Changing an HTML page to Unicode

So you've heard that it's useful to use Unicode (UTF-8) for your pages rather than a legacy character encoding such as Latin1 (Windows 1252 or ISO 8859-1) or Shift_JIS, and you've heard that others are doing it, but you're not sure how it works.

This page will help you change the character encoding of your HTML page to UTF-8.


Below we summarise the information you need to convert a simple page to a Unicode character encoding. Follow the links to other articles on the site if you need to get detailed information about any step.

For much more detailed advice about converting complex sites, software and data to Unicode, see the article Migrating to Unicode.

Step 1: Save the data as UTF-8

It will not be sufficient to just change the declarations inside your pages to say that the page is encoded in UTF-8. You must ensure that your data is actually encoded, ie. saved, in UTF-8.

If you are working with hand-edited files then you should use the options of your editor to save the file in UTF-8 rather than the encoding you were using. If you are building files from scripts and databases, you should ensure that the data is converted as necessary and that the correct parameters are set in your scripting environment.

Note that you may have to ensure that the data does not include a UTF-8 signature, also known as a byte-order mark (BOM).

Step 2: Declare the encoding in your page

You should change the character encoding declaration in your page (or add one if you don't already declare it).

In its simplest form, this looks as follows, and should come at the beginning of the head element in your HTML code.

<meta charset="utf-8">

Step 3: Ensure that your server does the right thing

Although your data is in UTF-8 and you have declared it in the page, your server may still be serving the page with an accompanying HTTP header that says it is something else.

Test it by putting the URL of your page in this form. It will take you to the Internationalization Checker. Look in the table for the row with the title HTTP Content-Type, under Character Encoding, and check that it says either UTF-8 or No encoding information found.

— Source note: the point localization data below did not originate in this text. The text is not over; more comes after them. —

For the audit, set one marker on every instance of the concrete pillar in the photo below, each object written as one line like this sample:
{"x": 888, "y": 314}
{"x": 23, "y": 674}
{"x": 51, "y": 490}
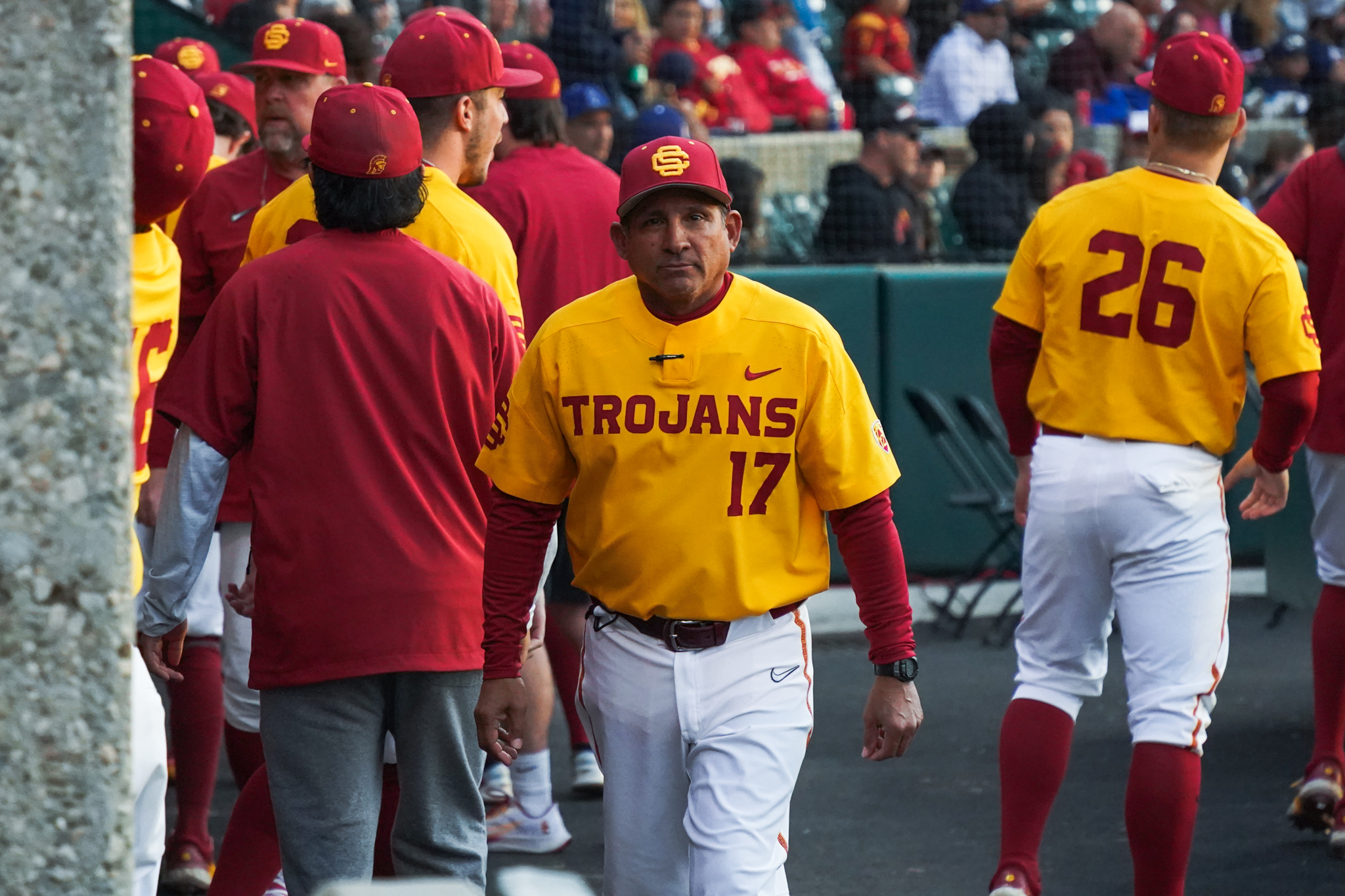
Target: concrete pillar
{"x": 65, "y": 448}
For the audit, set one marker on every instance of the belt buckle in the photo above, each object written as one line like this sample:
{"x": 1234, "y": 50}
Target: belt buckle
{"x": 670, "y": 636}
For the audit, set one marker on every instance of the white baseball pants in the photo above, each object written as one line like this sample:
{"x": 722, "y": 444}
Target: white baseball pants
{"x": 701, "y": 752}
{"x": 1327, "y": 477}
{"x": 1133, "y": 530}
{"x": 148, "y": 778}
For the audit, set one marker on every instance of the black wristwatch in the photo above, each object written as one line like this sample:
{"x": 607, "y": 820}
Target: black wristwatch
{"x": 902, "y": 670}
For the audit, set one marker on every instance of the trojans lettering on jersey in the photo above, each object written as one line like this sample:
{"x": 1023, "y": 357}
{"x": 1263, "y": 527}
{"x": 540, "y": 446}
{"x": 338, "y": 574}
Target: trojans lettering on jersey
{"x": 752, "y": 413}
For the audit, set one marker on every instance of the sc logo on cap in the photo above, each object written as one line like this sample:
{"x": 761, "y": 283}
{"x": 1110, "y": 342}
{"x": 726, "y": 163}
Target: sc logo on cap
{"x": 671, "y": 160}
{"x": 191, "y": 56}
{"x": 276, "y": 37}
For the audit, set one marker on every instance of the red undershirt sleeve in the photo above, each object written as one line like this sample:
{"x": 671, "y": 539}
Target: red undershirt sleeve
{"x": 517, "y": 534}
{"x": 1286, "y": 417}
{"x": 872, "y": 553}
{"x": 1013, "y": 358}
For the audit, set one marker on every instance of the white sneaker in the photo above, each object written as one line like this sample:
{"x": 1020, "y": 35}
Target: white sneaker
{"x": 588, "y": 777}
{"x": 496, "y": 786}
{"x": 513, "y": 830}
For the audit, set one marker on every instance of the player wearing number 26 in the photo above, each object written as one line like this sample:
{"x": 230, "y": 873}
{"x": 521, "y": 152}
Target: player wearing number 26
{"x": 701, "y": 425}
{"x": 1122, "y": 331}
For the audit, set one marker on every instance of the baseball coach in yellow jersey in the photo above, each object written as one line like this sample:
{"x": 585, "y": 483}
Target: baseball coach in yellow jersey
{"x": 701, "y": 425}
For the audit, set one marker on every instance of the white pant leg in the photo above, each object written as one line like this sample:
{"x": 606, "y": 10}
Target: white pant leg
{"x": 701, "y": 752}
{"x": 1170, "y": 575}
{"x": 1327, "y": 479}
{"x": 148, "y": 778}
{"x": 242, "y": 704}
{"x": 628, "y": 706}
{"x": 747, "y": 735}
{"x": 1067, "y": 601}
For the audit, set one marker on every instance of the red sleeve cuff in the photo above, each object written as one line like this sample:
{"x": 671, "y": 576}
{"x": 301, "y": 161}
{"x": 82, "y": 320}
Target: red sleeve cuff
{"x": 1013, "y": 359}
{"x": 517, "y": 534}
{"x": 1290, "y": 403}
{"x": 872, "y": 553}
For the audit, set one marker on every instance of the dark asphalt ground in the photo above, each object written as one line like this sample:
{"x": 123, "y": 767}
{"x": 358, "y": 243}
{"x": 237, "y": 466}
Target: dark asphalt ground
{"x": 929, "y": 824}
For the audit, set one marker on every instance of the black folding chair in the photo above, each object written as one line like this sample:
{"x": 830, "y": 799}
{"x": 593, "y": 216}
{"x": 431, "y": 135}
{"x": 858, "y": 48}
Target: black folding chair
{"x": 981, "y": 490}
{"x": 994, "y": 449}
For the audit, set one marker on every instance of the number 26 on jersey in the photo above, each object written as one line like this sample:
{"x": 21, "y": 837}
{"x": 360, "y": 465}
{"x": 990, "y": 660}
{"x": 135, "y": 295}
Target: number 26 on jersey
{"x": 1166, "y": 312}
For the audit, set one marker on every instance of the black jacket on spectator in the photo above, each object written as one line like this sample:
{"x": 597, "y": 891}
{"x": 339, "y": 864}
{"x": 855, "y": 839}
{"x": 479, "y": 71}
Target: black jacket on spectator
{"x": 866, "y": 222}
{"x": 993, "y": 200}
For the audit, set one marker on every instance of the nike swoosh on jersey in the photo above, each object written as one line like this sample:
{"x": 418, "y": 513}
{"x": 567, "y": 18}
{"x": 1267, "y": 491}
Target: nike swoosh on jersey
{"x": 757, "y": 377}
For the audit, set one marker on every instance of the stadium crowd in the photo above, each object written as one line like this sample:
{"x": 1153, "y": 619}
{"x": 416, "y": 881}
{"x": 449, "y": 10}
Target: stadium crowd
{"x": 896, "y": 72}
{"x": 1025, "y": 79}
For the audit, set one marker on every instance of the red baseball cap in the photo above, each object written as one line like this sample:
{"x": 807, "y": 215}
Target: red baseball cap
{"x": 296, "y": 45}
{"x": 234, "y": 92}
{"x": 440, "y": 55}
{"x": 1199, "y": 73}
{"x": 191, "y": 55}
{"x": 670, "y": 161}
{"x": 526, "y": 56}
{"x": 365, "y": 131}
{"x": 174, "y": 137}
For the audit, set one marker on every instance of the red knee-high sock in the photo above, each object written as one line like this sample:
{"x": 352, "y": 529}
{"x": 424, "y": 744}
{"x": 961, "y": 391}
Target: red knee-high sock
{"x": 565, "y": 670}
{"x": 249, "y": 859}
{"x": 1033, "y": 756}
{"x": 195, "y": 723}
{"x": 1161, "y": 800}
{"x": 244, "y": 753}
{"x": 1329, "y": 676}
{"x": 386, "y": 816}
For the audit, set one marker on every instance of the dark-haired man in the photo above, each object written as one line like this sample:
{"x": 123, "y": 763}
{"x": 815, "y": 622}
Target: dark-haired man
{"x": 1122, "y": 330}
{"x": 450, "y": 66}
{"x": 563, "y": 254}
{"x": 372, "y": 626}
{"x": 694, "y": 410}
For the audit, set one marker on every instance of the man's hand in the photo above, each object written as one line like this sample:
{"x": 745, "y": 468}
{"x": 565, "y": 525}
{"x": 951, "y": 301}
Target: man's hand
{"x": 151, "y": 495}
{"x": 1021, "y": 488}
{"x": 500, "y": 712}
{"x": 242, "y": 599}
{"x": 891, "y": 717}
{"x": 1270, "y": 490}
{"x": 156, "y": 651}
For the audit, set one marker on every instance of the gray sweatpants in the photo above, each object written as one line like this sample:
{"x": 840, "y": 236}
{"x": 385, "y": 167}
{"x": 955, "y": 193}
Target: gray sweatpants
{"x": 324, "y": 757}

If the HTTP Content-Type shows an encoding other than UTF-8 you'll need to take steps to rectify it, because the declaration in the HTTP header will override information inside the page.

Server admin privileges are needed to change the encoding sent in the HTTP header, though you may be able to do so yourself even if you are serving files via an ISP. Consult your server admin person. See the explanation of one way to do this for an Apache server.